The music critic Norman Lebrecht’s title to his study, Why Mahler? How One Man and Ten Symphonies Changed the World (Faber and Faber 2010) has the sort of in-your-face tone that characterises the rest of the book. He makes the sort of claims about Gustav Mahler that the literary critic Harold Bloom in his dotage made about Shakespeare – that he created the modern world, foresaw world wars, constructed the future, and so on. We get the passionate commitment behind these sort of statements, but really? Can they be even remotely true?

This is an Amazon affiliate link for your convenience. We also encourage you to buy from independent bookstores, other online vendors, or directly from publisher, or to borrow a copy from your local library.

In fact, Why Mahler? is, for its first three quarters, more a biography of one person’s admiration for another. The final quarter is an already somewhat dated review of various recordings made over the years of the ten symphonies and the song cycles. The biography is helpful, although a bit disconcerting because it is mostly written in the present tense. I suppose that is one way of giving the work and the life that it came from, from a century before, some kind of contemporary currency. That, or it is rendered in this way to make readers think Lebrecht was actually present at events which clearly occurred decades before he was born!

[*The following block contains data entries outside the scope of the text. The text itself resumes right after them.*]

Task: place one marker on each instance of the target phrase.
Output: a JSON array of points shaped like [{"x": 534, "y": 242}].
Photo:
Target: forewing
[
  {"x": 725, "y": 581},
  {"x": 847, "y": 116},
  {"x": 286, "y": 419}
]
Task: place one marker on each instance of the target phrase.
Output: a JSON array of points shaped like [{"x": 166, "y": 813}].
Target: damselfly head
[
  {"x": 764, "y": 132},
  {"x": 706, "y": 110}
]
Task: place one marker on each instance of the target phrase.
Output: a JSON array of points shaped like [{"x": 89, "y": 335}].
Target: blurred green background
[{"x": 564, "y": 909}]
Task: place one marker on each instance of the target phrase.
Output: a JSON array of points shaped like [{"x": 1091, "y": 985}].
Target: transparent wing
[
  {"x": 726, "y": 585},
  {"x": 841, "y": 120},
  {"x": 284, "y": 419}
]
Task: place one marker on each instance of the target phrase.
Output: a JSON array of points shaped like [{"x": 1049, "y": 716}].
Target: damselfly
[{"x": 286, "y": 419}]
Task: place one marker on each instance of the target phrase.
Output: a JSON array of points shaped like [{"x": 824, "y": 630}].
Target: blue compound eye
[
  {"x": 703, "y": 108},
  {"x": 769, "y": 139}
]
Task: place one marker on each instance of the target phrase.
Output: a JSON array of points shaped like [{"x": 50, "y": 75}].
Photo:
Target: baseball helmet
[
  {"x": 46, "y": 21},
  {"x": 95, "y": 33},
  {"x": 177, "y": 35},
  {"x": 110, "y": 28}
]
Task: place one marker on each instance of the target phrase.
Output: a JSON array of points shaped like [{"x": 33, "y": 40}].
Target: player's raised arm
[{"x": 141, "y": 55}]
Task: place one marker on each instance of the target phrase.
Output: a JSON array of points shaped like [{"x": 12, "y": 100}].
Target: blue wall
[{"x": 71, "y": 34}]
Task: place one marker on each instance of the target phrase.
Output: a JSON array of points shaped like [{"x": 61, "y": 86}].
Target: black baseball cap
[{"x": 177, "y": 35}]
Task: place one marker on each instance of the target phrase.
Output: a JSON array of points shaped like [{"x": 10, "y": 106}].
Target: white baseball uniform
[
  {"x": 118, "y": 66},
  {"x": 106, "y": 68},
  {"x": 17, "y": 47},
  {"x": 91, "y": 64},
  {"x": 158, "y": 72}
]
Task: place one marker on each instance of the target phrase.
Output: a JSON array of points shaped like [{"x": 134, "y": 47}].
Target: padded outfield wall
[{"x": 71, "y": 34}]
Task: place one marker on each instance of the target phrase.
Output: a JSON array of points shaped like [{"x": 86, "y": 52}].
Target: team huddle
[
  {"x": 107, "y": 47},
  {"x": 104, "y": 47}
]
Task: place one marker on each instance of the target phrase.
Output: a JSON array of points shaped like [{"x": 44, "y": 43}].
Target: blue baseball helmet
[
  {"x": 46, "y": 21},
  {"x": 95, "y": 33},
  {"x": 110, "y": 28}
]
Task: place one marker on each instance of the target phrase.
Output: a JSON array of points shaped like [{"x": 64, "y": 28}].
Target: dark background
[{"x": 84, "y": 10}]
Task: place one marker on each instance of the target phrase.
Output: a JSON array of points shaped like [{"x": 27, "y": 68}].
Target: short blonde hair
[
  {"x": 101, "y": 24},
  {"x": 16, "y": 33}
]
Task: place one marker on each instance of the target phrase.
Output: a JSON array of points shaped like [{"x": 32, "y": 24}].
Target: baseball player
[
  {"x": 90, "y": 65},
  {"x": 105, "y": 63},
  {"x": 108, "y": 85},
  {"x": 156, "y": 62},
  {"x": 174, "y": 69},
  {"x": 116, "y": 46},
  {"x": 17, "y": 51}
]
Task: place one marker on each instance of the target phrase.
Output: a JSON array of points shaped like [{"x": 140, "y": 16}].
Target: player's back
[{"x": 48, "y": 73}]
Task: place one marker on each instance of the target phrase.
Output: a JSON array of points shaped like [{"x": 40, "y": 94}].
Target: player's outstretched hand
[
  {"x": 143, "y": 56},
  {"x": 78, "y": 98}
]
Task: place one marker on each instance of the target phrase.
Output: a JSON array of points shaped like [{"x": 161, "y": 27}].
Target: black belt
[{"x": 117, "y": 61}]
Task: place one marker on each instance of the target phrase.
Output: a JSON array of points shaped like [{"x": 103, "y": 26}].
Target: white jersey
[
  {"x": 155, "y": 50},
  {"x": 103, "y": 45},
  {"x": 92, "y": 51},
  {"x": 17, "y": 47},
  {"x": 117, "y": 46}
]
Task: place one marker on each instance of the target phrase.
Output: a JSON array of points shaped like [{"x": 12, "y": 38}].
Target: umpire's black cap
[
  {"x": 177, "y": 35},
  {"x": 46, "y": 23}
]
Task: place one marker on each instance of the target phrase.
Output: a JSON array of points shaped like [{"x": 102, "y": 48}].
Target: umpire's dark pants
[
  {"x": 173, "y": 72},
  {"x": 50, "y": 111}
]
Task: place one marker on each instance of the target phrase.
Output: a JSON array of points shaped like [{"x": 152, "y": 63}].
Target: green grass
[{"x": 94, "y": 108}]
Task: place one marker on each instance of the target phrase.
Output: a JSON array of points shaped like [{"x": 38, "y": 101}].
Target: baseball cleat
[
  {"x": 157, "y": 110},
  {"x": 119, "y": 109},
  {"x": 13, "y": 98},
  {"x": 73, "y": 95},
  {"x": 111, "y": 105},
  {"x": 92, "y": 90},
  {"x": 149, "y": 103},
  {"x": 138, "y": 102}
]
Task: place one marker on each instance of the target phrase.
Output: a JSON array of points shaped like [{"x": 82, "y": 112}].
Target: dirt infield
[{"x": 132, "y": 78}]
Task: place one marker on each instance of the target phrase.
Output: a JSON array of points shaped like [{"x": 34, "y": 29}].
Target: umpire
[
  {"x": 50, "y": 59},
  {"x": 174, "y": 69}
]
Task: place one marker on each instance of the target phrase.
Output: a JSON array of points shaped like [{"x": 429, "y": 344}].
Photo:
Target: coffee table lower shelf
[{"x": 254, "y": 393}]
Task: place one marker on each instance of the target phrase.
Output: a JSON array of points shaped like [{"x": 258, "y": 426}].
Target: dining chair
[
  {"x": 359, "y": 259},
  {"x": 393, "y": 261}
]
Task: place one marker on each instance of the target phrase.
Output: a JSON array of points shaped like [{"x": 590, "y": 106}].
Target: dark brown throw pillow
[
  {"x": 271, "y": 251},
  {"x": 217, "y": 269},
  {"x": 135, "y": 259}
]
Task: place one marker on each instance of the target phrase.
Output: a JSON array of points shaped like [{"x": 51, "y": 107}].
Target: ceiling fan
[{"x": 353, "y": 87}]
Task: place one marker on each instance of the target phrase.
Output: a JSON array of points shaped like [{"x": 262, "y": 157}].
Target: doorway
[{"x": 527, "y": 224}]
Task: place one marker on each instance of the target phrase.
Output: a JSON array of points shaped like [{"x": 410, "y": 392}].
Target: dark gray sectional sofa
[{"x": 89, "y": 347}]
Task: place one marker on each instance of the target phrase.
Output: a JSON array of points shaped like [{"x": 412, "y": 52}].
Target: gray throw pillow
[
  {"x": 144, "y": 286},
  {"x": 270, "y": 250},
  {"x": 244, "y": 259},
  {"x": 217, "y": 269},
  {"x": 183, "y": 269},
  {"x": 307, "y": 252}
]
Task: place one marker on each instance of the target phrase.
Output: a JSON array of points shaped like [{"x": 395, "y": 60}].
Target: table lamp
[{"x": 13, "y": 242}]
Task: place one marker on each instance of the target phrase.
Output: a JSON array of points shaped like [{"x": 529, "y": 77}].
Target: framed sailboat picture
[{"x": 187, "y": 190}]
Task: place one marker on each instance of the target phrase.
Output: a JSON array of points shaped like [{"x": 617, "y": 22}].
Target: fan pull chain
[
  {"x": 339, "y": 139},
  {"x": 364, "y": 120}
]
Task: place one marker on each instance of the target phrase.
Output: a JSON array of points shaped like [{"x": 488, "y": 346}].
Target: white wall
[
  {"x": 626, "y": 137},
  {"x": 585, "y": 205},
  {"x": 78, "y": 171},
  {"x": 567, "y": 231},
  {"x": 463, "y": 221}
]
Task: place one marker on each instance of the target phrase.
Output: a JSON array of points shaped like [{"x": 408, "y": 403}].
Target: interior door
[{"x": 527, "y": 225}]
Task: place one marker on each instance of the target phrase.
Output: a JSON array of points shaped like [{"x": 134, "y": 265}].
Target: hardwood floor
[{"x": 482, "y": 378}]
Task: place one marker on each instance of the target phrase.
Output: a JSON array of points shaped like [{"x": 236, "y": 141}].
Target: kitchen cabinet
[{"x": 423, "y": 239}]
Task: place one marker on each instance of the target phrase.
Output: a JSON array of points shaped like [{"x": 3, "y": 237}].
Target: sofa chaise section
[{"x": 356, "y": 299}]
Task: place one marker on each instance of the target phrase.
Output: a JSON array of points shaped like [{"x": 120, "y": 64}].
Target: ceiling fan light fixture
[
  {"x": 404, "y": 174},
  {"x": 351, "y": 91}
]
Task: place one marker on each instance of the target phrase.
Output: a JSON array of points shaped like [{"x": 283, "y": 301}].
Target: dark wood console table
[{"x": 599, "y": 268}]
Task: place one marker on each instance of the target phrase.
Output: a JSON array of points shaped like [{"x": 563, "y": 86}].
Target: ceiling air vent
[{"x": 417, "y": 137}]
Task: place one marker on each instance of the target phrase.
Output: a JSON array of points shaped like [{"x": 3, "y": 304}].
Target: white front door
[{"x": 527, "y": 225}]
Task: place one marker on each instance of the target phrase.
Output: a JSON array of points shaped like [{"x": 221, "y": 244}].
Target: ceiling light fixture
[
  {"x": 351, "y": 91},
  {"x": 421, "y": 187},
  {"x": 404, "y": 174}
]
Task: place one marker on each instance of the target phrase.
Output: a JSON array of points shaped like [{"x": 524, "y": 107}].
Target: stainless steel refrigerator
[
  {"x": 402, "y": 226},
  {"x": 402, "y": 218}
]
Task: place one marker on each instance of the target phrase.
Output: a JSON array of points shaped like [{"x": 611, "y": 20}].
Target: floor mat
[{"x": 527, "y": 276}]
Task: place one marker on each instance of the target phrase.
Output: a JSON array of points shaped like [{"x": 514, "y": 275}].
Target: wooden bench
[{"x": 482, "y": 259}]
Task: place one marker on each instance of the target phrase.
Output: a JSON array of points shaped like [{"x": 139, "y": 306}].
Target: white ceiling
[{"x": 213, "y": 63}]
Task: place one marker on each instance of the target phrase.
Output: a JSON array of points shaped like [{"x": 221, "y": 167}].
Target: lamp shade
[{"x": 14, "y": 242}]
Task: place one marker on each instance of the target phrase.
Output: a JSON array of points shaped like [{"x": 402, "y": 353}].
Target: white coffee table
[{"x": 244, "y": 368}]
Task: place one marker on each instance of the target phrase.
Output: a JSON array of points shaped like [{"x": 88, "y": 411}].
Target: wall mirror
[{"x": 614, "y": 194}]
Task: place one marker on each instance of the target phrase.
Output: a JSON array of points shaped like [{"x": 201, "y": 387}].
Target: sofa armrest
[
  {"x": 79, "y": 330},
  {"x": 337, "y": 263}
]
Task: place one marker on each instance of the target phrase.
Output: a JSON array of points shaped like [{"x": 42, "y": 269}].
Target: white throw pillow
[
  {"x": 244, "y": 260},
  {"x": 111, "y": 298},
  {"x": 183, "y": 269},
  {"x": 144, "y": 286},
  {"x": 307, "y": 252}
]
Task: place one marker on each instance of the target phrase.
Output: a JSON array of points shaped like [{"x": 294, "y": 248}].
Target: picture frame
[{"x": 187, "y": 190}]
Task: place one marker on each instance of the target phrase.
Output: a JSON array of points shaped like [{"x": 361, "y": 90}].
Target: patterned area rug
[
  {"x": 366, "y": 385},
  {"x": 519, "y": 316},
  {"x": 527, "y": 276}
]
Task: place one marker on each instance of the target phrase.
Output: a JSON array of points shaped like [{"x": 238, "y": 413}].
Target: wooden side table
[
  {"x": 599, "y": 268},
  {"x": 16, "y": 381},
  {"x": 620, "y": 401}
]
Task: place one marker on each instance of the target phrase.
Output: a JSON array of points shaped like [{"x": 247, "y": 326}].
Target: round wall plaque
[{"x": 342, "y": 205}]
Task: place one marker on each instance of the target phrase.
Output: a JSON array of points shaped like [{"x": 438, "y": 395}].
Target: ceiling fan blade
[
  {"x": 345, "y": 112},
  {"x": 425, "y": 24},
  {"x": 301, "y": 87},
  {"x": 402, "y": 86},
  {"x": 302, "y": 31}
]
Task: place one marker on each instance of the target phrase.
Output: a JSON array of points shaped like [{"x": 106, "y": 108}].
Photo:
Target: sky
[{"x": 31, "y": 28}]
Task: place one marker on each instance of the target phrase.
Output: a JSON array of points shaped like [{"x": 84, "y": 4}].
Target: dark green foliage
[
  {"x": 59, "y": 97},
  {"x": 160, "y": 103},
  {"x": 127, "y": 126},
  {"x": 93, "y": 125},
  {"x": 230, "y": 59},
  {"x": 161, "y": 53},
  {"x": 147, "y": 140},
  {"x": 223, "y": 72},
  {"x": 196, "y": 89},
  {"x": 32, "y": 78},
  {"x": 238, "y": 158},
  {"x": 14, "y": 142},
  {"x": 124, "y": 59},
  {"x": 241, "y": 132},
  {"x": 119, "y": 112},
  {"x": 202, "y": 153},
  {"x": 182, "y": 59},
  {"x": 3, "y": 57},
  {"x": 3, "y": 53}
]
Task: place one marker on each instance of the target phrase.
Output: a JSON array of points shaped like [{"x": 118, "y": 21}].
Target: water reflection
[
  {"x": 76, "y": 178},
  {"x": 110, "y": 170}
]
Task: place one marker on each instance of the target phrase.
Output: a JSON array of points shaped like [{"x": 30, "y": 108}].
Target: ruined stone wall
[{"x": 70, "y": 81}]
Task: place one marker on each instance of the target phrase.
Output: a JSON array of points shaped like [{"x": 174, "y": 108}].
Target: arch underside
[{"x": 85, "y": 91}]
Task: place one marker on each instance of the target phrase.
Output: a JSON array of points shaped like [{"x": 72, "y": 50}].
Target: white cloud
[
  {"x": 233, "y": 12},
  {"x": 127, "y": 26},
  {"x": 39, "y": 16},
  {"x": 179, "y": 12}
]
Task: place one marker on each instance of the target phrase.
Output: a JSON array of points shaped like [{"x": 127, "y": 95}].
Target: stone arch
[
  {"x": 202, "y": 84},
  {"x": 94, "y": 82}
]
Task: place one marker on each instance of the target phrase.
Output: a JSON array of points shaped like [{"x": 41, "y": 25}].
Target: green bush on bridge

Lebrecht’s dramatizes Mahler’s life well and links the separate epic pieces with the phases he was going through – from Vienna to New York, and then, struck down before the age of fifty by a terminal illness, his final moving return to Europe and death. The account of the short meeting a year before his demise in 1911 between Mahler and the newly prominent psychoanalyst Sigmund Freud in, of all places, Leiden, is compelling. But again, Lebrecht makes some big claims about the impact of this “informal consultation” – Freud presenting a choice between renunciation of art or death. And of course, to fit the tragic tone of the rest of the account, Mahler goes marching on to death, carrying on composing.

The material on the relationship with Alma Mahler is interesting too. I don’t think anyone could listen to the Ninth Symphony after hearing about the context of its creation and not feel it wasn’t some kind of cuckolded husband’s lament. But reality was more prosaic, because Alma’s lover was riddled by guilt, according to Lebrecht, and in any case her own accounts are famously fanciful and hard to fully trust.

Which might also be one way of looking at this book. Lebrecht is a critic and a controversialist, and makes interventions on almost every page, about his own links with figures or places that Mahler knew. So much for the sublimation of personality that he soothingly praises as some of the great attributes of Mahler’s work. In this account, Lebrecht is with us every step of the way, like some garrulous companion who won’t shut up and just let the music or the life of the person that created it speak for itself. I don’t know the answer to “Why Mahler?” so clearly after reading this book – but I certainly have a lot of ideas about “Why Lebrecht likes Mahler?”